It’s been weeks since we were first quarantined here in the U.S. and I am sure that it’s been feeling a lot like groundhog day every day. I joke around telling family and friends that I was built for quarantine, but in all seriousness maybe I am? One of my friends from basic training back in 2004 shared with me a quote that his grandmother shared with him at a very young age, “If you are always ready, you never have to worry about getting ready”. Fast forward to 2020, 16 years later and those words couldn’t be more true. I have learned to live my life around those words, they have improved and changed my life for the better. Let me just share some insight based on my life and those powerful words.
Back in middle school, I received an allowance for cutting the grass and washing my parent’s cars. It wasn’t much, but it would last me about two weeks. Out of the allowance that I received twice a month, a portion of it was hair cut money. I have always liked being clean-cut, but waiting two weeks for a haircut wasn’t cutting it (No pun intended). One day, I decided that something needed to change, I used my haircut money to purchase a pair of hair clippers instead. My plan was simple, cut my hair just as the barbers did, was I mistaken. For the next 6 months, I would practice on my own head, my hair couldn’t grow fast enough, it was horrific, to say the least. There was NO YouTube, NO Google, there were just books at the local library, my eyes that I used to watch barbers with at my local barbershop and my wiliness to learn. I was laughed at, bullied, mocked all because my head looked like it was cut by a weed wacker for weeks at a time. I would offer my friends free haircuts if they let me use their heads at practice models, some agreed, a majority declined. By the summer of my freshman year of high school in 1996, my hair cuts were no longer amateur status. The same people that use to laugh at me were the same people that were now waiting in line on Thursday and Friday afternoons to get haircuts from me at my parent’s house. My haircuts were so good that I ended up charging for the works of art. Little did I know, me making the decision to try something new would end up becoming my first business. I have been cutting my hair since 1994, I did the math on how much I have saved at $10 a haircut which is what I use to charge, and let me tell you, it adds up.
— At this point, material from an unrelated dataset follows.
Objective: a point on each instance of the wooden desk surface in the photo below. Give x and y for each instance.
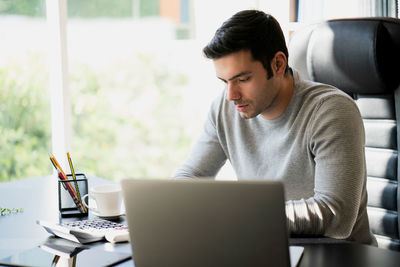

The moral of this story is just what the title states, it’s the little things in life that make the biggest differences. Looking back now connecting the dots, how many times did I need a haircut for some event and time was a concern and how about now with the Pandemic and barbershops being closed. The more you learn in this life, the more versatile that you become. The more you can practice Robinson’s grandmothers wise words “If you are always ready, you never have to worry about getting ready” the more you can be prepared for life’s future unknowns.